News

Griffin Price ‘20 speaks during the Parker Merrill competition, sponsored by Oratory Now, at Robison Hall earlier this year.

MIDDLEBURY, Vt. – Oratory Now, Middlebury’s public speaking organization, has announced a new contest open to first-year students. The inaugural Spencer Prize in Oratory for First-Year Students will take place in a series of elimination rounds beginning in January, 2018. The event is named for the late John Spencer, a faculty member for 35 years, who vigorously promoted the art of public speaking among his students. The contest features a $500 prize for the winner and $100 for Commons champions.

“Students know that their ability to speak will be a make-or-break factor in their post-College lives,” said Dana Yeaton, assistant professor of theatre and director of Oratory Now. “The Spencer Prize is a chance to start now, taking advantage of peer coaching and other College resources, before stepping in front of a ‘home-Commons’ crowd.”

In the first round, faculty-nominated students will compete within their Commons, on five nights beginning January 18 with Brainerd Commons. Students will deliver a three-minute talk on the topic: “Connect something you learned in a Middlebury class to something you care about.”

The topic was chosen strategically, Yeaton says, to encourage public scholarship, but also to draw an audience. “Students on our leadership team kept reminding us, ‘If you want students to come, it has to include personal experience,’” he said.

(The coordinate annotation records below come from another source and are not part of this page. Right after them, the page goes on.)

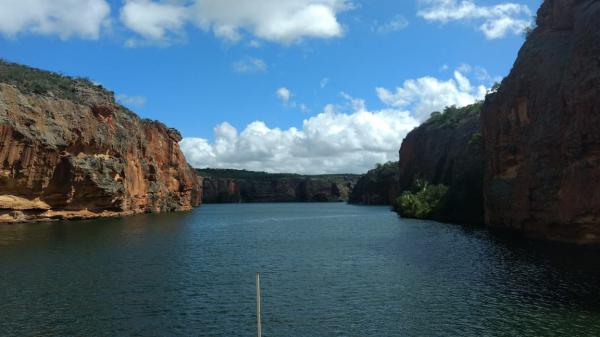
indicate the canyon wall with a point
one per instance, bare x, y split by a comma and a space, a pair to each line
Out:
542, 130
69, 151
247, 186
447, 149
379, 186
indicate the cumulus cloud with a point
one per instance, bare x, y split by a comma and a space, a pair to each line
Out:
427, 94
497, 21
329, 142
153, 21
398, 23
65, 18
348, 137
278, 21
250, 65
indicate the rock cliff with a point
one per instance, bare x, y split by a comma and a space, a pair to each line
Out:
541, 130
69, 151
379, 186
447, 149
231, 186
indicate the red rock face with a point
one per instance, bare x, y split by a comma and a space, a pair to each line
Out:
86, 157
542, 130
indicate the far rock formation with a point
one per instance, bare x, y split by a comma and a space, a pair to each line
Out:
542, 130
379, 186
69, 151
236, 186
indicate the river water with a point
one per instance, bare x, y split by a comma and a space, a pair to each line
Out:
326, 270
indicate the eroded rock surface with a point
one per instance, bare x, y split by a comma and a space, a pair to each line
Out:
542, 130
72, 152
447, 150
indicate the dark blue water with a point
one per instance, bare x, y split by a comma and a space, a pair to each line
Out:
327, 270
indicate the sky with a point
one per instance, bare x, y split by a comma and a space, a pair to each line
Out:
306, 86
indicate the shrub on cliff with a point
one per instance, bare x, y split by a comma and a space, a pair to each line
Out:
378, 186
34, 81
452, 115
421, 201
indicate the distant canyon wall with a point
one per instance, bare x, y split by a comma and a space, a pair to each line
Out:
277, 189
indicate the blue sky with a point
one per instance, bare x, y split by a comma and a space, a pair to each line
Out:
310, 84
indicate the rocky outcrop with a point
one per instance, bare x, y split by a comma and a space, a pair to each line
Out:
379, 186
447, 150
541, 130
69, 151
246, 186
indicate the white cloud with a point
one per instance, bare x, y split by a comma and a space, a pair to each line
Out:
497, 21
153, 21
397, 23
250, 65
343, 138
136, 101
427, 94
65, 18
278, 21
329, 142
284, 95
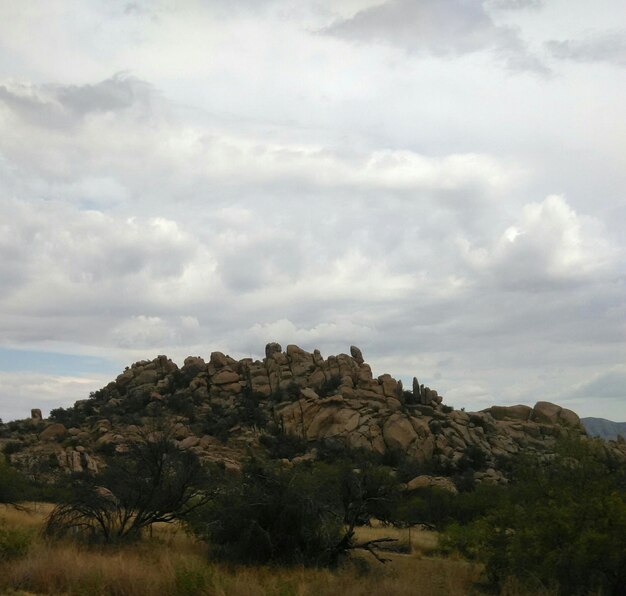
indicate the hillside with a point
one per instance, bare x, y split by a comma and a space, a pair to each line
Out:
603, 428
290, 405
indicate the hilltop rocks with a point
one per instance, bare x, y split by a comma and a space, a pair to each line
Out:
356, 354
299, 393
424, 481
520, 412
549, 413
53, 432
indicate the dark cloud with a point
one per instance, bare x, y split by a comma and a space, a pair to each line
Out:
608, 47
60, 105
438, 27
515, 4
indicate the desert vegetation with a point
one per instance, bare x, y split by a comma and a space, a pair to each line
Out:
152, 522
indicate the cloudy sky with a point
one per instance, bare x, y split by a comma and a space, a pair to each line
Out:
440, 182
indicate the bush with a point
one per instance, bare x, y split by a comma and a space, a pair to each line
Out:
13, 486
14, 544
562, 524
273, 514
154, 481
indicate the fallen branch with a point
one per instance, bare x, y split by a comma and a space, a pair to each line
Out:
372, 545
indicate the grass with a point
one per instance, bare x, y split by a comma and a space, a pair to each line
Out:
172, 563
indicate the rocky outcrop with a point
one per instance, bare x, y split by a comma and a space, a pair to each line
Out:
303, 394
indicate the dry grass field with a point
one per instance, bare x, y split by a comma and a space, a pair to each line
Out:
173, 563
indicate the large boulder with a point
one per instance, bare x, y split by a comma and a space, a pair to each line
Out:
546, 412
53, 432
272, 348
356, 354
432, 482
398, 432
519, 412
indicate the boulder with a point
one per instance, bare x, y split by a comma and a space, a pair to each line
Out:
272, 348
53, 432
356, 354
519, 412
225, 377
218, 360
432, 481
546, 412
193, 366
146, 377
398, 432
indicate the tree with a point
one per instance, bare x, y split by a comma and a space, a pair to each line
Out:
562, 525
13, 486
272, 514
154, 480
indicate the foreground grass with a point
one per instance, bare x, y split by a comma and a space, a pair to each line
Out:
171, 563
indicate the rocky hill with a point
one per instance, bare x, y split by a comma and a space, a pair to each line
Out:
290, 405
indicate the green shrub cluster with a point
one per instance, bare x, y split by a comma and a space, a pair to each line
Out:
14, 543
561, 525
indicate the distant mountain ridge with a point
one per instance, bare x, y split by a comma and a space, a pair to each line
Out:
290, 405
603, 428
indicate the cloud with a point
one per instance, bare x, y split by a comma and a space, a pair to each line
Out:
443, 28
550, 244
514, 4
608, 47
59, 105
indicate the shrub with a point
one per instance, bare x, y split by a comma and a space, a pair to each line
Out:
14, 543
562, 524
13, 486
154, 481
273, 514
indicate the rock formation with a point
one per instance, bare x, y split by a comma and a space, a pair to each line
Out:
218, 405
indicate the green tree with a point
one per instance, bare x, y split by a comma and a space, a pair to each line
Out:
562, 525
152, 481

On February 20, the five Commons champions will compete for the grand championship at Robison Concert Hall in the Mahaney Center for the Arts. Each will deliver a six-minute slide presentation with a “lightning Q & A.” The event is free and open to the public.

The new speaking contest builds on Oratory Now’s expanding programs, which include the Parker Merrill campus-wide public speaking competition, in-class coaching, independent and group coaching, OratoryX, a “public speaking workout,” and training on how to become a public speaking coach. Led by Yeaton, the program began in the summer of 2015 with a seed grant from the Ron and Jessica Liebowitz Fund for Innovation.